The visual style of ``The Sacrifice'' is defined by elegant, leisurely shots -- often sustained for breathtaking periods of time with no editing and shot by a camera that's capable of subtle yet exquisitely graceful movement. All these characteristics are Tarkovsky trademarks and will be familiar to anyone who has seen his earlier films, from the epical ``Andrei Rublov'' and ``Solaris'' to ``Stalker'' and ``Nostalghia,'' his most recent films. Yet the personality of cinematographer Sven Nykvist, a longtime colleague of Ingmar Bergman, also asserts itself through a stark beauty that's more generous than the imagery in previous Tarkovsky films, except perhaps that of ``Nostalghia'' and ``The Mirror'' a few years ago.
``The Sacrifice'' may seem infuriatingly slow to viewers who insist on the flashy pictures and speedy cutting that are common in films today. Still, its pleasures are many for those who do settle into its gradual rhythm. In pure storytelling terms, the slow-motion tempo slyly sets up the audience for an amazingly action-packed climax, full of outrageous motion and excitement. More importantly, though, the picture's largo pace establishes a mood that's truly contemplative -- offering less a narrative payoff than an environment for thought and meditation. It's a bold achievement, and only Tarkovsky could (or would, I suspect) have brought it off.
In comparison with ``The Sacrifice,'' the grand-prize winner at the Cannes festival seems little more than a coffee-table movie. ``The Mission'' is as big and beautiful as, say, ``Out of Africa'' and ``Gandhi'' were -- and just as unsuccessful in living up to its subject and setting.
The heroes are two Jesuit priests -- one a former slave hunter, the other a longtime monk -- who run a South American mission in the mid-18th century. Indians use it as a refuge from slave traders, so the Portuguese government wants it abolished, and the church authorities are caving in. The monks decide to resist the shutdown, one through violence and the other through faith. Everyone gets killed, but the narrator says their memory will live on.
``The Mission'' is high-minded, and it wants us to feel high-minded, too. The dialogue has lots of biblical quotations; the soundtrack rings with ethereal music; and even the misguided European churchman can't hide his admiration for the simple harmony of Indian life.
This is all very nice, but it doesn't cover up a lot of slack moviemaking. For a picture that consists largely of people sneaking up on each other through the jungle, ``The Mission'' has an incredible shortage of tension and suspense. The characters rarely seem at one with the exotic landscapes that surround them, moreover, and the Ennio Morricone music is surprisingly sappy.

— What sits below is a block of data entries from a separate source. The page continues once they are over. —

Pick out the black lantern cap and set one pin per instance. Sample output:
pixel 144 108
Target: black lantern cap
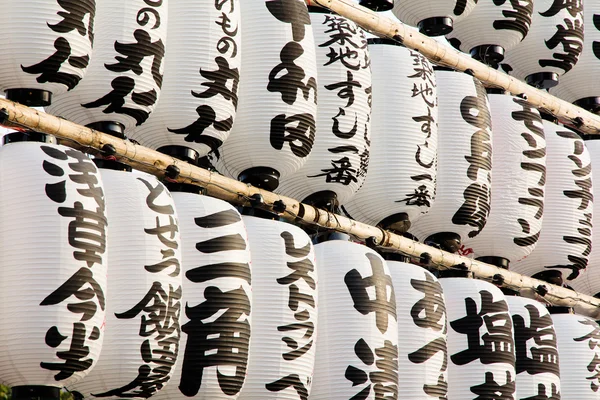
pixel 261 177
pixel 377 5
pixel 30 97
pixel 436 26
pixel 488 54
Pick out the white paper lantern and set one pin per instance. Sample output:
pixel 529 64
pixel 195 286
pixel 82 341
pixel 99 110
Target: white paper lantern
pixel 215 323
pixel 274 129
pixel 53 274
pixel 400 184
pixel 566 237
pixel 519 159
pixel 462 199
pixel 537 361
pixel 125 74
pixel 576 86
pixel 578 340
pixel 552 46
pixel 357 348
pixel 284 311
pixel 433 17
pixel 46 49
pixel 481 354
pixel 338 163
pixel 422 329
pixel 492 28
pixel 202 71
pixel 144 297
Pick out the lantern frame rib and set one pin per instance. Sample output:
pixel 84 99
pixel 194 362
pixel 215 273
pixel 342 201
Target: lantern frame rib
pixel 70 134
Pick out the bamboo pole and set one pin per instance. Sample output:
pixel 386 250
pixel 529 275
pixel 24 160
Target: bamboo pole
pixel 444 55
pixel 142 158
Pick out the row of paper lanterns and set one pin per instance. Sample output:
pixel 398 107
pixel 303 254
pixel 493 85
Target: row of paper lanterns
pixel 114 287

As for the acting, you never know when Robert De Niro will spring one of his rare boring performances. He did it in ``The Last Tycoon'' and ``True Confessions,'' and he does it again here, hardly getting his mouth around the stilted lines he has to say. Jeremy Irons has a steady glimmer of intelligence as the senior monk, but he can't carry the whole picture.
Along with these problems, ``The Mission'' has a deeper failing at its core: a subtle racism that must be deplored even though it's surely unwitting. The screen is filled with Indians, yet not one is allowed to become a full-fledged character in the movie. They serve as mere pawns in a power struggle between white folks, and that struggle fascinates screenwriter Robert Bolt and director Roland Joff'e far more than Indian well-being, despite a printed message about Indian problems at the conclusion. This is why the deaths of the two priests are given more visual weight than the deaths of countless Indians all around them. And this is why the picture's aspiration to high-mindedness leaves me cold.